Russell Brandom and Ryan Manning wrote an interesting piece for The Verge this morning. Readers of the site will know that I don’t often discuss the Snapchat because I don’t enjoy the service, and can’t even bring myself to be academically interested in their efforts to monetize entertainment content through their Discover service. Perhaps the most interesting part is the generally creepiness of sponsoring people with followers to promote products in a way that crosses the line from entertainment into advertising. Sure, there’s product placement in entertainment (often with really clunky dialog about using a product or service) but there’s something about the way a singular person promoting a product that has a disgusting feel to it. As if this personal blog would start to talk about the virtues of Taco Bell’s Cap’n Crunch Berry Delights™.
That time I wrote about the Starbucks app? Because I wanted to, not because I was compensated to do so. That would never be my default assumption when reading someone’s personal blog, but what about in a few years? Will I look at someone else’s writing, or their videos, and distrust their reporting because I’m suspicious of compensation that isn’t clearly spelled out? That’s not even a foreign notion, with it occasionally happening on websites. It’s not like I’m a reporter, nor is Shaun McBride. Shaun knows that the disclaimers can make people avoid sponsored content:
“As a society, we’ve kind of learned to tune out advertisements on TV,” McBride says. “With Snapchat, we’re not used to it. When you advertise on Snapchat, if you do it in a fun and creative way that adds value; they don’t see it as an annoying ad. They actually enjoy it.”
Shaun fails to understand that this is fundamentally deceptive. Even if he does an amazing job at constructing his videos in a way that communicates that money is changing hands (probably not, bro!) that doesn’t mean that everyone is.
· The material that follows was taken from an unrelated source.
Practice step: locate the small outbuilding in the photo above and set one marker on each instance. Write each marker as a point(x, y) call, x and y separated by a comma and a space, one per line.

After all, it is the very act of making it seem like it isn’t an ad that gets people to pay attention to it.
As all the grownups know, there’s a good reason to regulate this. The Verge cites a Cole Haan case on Pintrest where the FTC fined Cole Haan. However, as Russell and Brandom note, that’s very different for Snapchat, or Periscope, or anything else where the content expires.
But Snapchat’s self-destructing nature makes it hard for regulators to keep up. The FTC isn’t an investigative agency and most of its targets come from consumer referrals. But if a video disappears as soon as you watch it, it can’t be sent to regulators, and recording and hosting a Snapchat Story is still out of reach for most consumers. Advertisers on broadcast channels face even stronger restrictions, spurred by concerned parent groups, but there’s no equivalent for social media, and the ephemeral nature of Snapchat means there’s little concerned parents can point to.
Not to highlight an unfinished writing project, but blurring the lines between advertising and personal lives is the sort of dystopian future that speaks to me.